Housekeeping, Hotels and a Wise Bishop...

Mom and I on our weekend away...

I've been traveling! I ran away from home with my mother for the weekend. O'my goodness it was the best! We drove a couple hours north up the coast to see

a friend's winery

and just enjoy some mother-daughter time. It was a lovely weekend filled with shopping, laughter, sight seeing and just delighting in each other's company.

I loved drinking in every moment of time with her. We met some extraordinary new people and enjoyed visiting with some old ones too.

I can't remember ever staying in a hotel with my mom as an adult. While we were together, I shared my favorite little story about hotel maids. As I told her the story, I began to tear up, recalling a humble and kind man who shared his truth with me many years ago.

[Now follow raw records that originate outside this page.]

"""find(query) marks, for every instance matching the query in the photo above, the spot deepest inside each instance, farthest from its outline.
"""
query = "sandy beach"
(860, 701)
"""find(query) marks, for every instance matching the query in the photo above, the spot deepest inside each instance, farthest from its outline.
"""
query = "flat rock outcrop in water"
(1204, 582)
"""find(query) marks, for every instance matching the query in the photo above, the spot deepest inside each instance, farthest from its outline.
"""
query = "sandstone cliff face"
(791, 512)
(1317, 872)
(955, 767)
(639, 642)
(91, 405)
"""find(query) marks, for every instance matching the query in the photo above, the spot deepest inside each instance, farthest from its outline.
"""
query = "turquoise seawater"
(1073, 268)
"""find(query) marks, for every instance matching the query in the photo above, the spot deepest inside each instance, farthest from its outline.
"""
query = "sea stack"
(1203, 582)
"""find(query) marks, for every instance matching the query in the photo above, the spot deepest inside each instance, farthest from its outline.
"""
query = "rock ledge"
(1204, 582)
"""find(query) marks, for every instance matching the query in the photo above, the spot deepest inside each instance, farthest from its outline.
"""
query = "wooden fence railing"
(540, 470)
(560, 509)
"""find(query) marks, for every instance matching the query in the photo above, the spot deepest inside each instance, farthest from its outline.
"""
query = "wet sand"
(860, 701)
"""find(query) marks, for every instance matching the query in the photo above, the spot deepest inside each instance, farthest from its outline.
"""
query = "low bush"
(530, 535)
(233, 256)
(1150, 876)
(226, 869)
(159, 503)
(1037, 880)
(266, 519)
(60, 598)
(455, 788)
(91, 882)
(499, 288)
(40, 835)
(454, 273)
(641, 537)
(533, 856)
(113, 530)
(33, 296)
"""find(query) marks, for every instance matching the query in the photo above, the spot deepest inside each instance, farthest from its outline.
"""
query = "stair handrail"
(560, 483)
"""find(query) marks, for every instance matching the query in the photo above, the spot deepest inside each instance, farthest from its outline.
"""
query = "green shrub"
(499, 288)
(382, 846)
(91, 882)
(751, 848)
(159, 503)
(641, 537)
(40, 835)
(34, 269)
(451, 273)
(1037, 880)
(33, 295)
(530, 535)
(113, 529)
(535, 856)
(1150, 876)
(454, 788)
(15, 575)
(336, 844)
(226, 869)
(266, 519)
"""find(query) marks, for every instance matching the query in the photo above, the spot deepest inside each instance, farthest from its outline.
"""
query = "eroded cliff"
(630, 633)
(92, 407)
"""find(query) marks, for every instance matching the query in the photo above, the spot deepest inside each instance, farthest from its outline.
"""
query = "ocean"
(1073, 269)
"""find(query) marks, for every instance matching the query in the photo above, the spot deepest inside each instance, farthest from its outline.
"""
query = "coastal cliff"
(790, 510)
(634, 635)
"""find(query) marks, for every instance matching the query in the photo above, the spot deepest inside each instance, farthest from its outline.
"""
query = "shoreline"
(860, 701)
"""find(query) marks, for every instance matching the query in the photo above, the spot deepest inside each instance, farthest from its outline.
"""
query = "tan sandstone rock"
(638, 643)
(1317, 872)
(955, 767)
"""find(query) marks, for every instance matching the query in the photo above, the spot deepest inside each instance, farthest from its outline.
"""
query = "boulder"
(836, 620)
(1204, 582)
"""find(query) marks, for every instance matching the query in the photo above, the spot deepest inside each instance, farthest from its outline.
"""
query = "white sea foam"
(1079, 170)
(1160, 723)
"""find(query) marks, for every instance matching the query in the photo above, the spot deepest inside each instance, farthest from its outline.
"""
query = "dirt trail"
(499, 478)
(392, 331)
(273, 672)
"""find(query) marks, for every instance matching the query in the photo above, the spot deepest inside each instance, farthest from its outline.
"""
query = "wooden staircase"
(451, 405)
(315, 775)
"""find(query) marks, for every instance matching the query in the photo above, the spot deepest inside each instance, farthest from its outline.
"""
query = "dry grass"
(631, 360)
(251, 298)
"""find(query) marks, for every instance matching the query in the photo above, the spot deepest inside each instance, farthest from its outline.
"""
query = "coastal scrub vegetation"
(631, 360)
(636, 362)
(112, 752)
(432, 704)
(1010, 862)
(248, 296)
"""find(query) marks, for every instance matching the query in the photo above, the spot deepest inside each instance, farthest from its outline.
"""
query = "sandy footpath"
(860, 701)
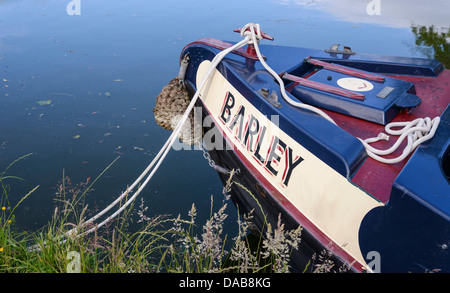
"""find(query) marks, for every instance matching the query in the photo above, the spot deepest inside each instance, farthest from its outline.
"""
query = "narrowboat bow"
(374, 210)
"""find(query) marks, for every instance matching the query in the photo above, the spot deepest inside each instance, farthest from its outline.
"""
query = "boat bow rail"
(362, 94)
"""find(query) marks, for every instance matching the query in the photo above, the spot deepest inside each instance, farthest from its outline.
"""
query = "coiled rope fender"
(416, 131)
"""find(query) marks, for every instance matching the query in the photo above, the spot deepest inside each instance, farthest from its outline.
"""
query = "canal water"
(78, 82)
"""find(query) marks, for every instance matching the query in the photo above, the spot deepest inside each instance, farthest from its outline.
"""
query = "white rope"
(423, 130)
(416, 131)
(159, 157)
(256, 36)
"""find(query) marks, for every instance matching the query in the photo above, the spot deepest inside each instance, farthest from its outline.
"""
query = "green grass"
(149, 245)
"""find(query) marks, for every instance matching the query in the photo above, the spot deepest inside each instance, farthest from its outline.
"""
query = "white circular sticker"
(355, 84)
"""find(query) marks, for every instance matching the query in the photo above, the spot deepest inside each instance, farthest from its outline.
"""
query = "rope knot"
(250, 30)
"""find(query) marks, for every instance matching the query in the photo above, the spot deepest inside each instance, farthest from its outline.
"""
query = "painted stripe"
(328, 203)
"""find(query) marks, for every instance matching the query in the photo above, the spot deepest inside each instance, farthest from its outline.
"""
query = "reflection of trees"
(428, 38)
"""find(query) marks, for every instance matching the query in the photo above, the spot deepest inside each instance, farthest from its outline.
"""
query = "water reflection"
(433, 43)
(130, 50)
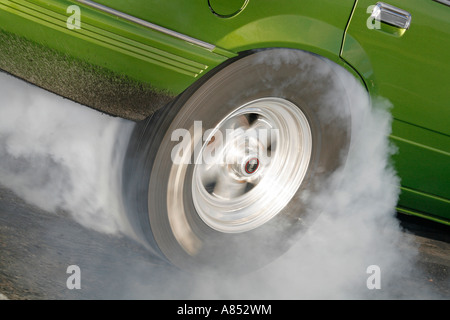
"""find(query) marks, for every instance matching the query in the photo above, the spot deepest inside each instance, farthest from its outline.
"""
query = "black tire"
(304, 79)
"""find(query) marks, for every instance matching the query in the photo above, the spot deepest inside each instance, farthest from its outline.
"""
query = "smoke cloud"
(61, 156)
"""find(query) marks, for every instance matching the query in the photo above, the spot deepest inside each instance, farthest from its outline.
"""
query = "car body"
(170, 45)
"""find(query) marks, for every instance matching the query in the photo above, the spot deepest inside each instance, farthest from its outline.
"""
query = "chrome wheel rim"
(251, 165)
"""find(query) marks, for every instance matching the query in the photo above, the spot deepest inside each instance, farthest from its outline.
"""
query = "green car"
(225, 74)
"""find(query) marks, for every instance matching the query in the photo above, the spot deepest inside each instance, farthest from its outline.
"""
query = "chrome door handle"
(391, 15)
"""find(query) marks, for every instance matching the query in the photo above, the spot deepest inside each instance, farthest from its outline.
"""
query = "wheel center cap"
(251, 166)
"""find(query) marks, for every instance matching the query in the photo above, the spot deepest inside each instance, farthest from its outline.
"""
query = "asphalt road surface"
(36, 248)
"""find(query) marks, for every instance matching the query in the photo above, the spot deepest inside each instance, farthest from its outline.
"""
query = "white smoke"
(61, 156)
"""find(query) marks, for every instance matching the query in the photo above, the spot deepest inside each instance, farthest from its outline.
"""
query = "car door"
(410, 66)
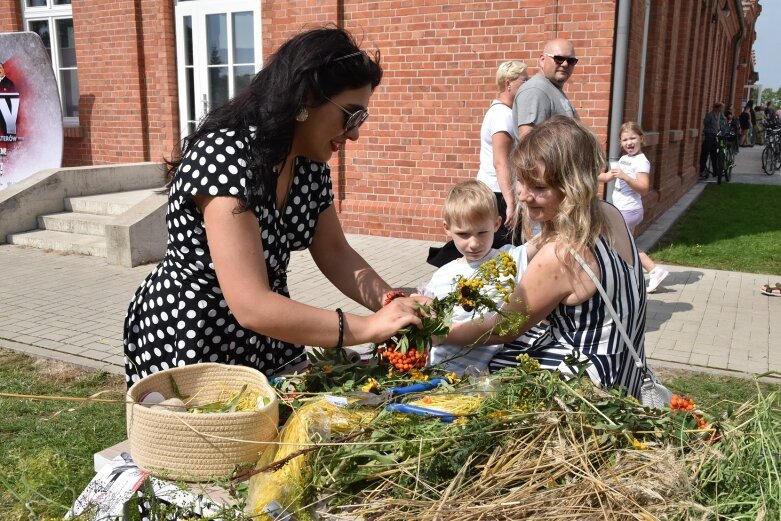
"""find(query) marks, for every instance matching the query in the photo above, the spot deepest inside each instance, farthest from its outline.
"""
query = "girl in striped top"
(557, 166)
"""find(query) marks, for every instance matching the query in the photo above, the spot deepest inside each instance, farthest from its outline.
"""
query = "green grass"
(718, 394)
(734, 227)
(46, 447)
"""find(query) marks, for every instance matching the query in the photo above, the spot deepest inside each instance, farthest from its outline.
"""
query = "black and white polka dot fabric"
(178, 315)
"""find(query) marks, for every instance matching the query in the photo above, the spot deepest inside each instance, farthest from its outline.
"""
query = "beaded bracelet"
(341, 327)
(392, 295)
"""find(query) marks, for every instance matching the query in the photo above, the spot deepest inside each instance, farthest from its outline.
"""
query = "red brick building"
(136, 74)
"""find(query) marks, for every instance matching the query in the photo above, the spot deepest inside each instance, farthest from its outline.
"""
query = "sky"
(768, 43)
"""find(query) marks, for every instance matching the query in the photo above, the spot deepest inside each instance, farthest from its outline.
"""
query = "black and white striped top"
(588, 331)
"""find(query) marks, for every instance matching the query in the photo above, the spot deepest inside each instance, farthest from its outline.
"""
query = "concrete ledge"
(44, 192)
(139, 235)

The memory came flooding back when we checked into the little hotel off of California route 1. I was waiting in the car as my mom checked us into the extremely clean and simple hotel. As I waited in the car, I watched a women in the housekeeping department walk across the parking lot with her roughly 11 year old daughter. It was a tender moment where clearly the daughter had walked from home to see her mom. The mother had her arm around her daughter, their heads together clearly sharing a story and then she did what we all do; she brushed some brown hair off her Beautie's forehead and kissed her daughter. My window was partially open and I could hear them giggling in Spanish. It was a tender moment. This woman loved her daughter with a fierceness that resonated in my core. We were the same.

But, I digress...

When Jeff and I lived in Seattle early in our marriage, we worshiped at the Cathedral of St. James. Cathedrals are considered the home church for bishops.  For instance, Pope Francis has a few tittles, one includes Bishop of Rome. While we were living in Seattle in the mid to late nineties, the bishop was a kind gentleman named Archbishop Thomas Murphy. Still in his heart, a simple Irish guy from Chicago. Sadly for all of us, he died in 1997 of complications from leukemia.

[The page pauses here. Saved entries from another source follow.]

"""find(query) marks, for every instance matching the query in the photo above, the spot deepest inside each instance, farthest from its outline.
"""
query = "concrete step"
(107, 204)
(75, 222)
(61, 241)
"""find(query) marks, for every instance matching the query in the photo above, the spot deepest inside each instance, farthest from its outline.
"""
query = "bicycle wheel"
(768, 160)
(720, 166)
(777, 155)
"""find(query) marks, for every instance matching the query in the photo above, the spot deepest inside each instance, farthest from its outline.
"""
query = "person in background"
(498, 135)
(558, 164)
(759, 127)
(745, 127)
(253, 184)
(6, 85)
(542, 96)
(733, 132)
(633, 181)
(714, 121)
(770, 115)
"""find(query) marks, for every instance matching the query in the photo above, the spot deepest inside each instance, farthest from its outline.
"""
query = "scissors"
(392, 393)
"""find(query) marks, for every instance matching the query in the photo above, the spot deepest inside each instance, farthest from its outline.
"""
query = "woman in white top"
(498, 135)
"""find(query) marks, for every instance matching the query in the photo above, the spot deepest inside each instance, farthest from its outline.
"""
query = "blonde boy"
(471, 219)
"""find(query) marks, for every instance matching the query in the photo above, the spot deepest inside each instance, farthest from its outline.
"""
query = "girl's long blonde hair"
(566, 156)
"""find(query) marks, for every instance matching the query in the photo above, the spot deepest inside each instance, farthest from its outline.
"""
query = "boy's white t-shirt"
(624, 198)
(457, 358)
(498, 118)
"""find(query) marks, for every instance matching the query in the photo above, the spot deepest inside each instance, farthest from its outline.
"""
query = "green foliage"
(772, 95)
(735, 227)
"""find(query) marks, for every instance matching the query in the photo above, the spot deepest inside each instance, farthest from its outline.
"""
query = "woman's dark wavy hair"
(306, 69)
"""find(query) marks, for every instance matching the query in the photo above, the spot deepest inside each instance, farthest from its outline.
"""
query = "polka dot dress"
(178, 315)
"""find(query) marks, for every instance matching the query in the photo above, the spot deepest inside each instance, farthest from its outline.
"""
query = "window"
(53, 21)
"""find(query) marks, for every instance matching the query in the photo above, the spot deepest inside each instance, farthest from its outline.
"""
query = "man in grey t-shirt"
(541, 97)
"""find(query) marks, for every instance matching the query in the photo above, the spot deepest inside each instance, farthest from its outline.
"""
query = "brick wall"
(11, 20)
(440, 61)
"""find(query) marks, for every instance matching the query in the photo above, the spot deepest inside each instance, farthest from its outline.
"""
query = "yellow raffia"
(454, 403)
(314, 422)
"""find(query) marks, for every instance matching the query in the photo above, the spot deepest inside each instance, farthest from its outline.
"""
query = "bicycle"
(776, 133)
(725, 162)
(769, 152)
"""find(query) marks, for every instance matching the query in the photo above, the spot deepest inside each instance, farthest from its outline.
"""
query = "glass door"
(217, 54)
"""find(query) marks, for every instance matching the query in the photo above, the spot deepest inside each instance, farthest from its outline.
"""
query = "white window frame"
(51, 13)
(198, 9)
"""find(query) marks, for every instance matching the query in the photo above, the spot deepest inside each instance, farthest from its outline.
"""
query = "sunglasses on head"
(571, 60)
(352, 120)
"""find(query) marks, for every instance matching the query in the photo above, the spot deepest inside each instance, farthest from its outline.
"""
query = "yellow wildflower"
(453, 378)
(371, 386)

Jeff and I had a number of fantastic encounters with him. I adored each and every one.  It always amazes me when a super successful person, is still at their core who they were as a kid. A true Irishman in his heart, a gentle soul, a storyteller...

I can't recall where we were when he shared this story, I think it was in a talk for our small prayer group.  He told the story of how he grew up without privledge in Chicago. His mother was a hotel maid. Whenever a guest left her a tip in the hotel room, she would use part of the tip to buy him a piece of candy.

It was a tiny thing really, but it could make his day. This special treat that he received, due to the kindness of a total stranger.  The tip idea stayed with him.

No matter where in the world he slept; he left a tip in his hotel room for housekeeping staff. Fancy hotel or plain little Inn, every housekeeping staff got a tip. I also think he left a note, but I can't really recall, it doesn't matter. You get the idea. As he shared the story, as only a good Irish storyteller can, it resonated with both Jeff and myself. The rich don't clean your room in hotels, it's the working poor, trying to make it in our world. With families, working so hard to give their Beauties a leg up, just like Archbishop Murphy's mother did.

He told the story with such softness, love and amazement. I can imagine his sweet round Irish face, those chubbly little boy fingers, reaching into mom's pocket hoping to find a treat. We are no matter our age sometimes just little people in larger bodies.

His story also reminded me never to leave a hotel a mess. I collect all the trash in one place, towels too. I just want the housekeeping staff (almost always women) not to have to work too hard to make the room for the next guest.

One story, one lesson, one man taught me about the working poor and how little acts can have ripple affects that you can't imagine.

We overlook so many in our world just by being busy...

But, they are all our sisters. Each and every one.

Consider leaving a little note and tip on your next over night stay... You never know when your tip just may buy candy, a treat or touch someone's soul.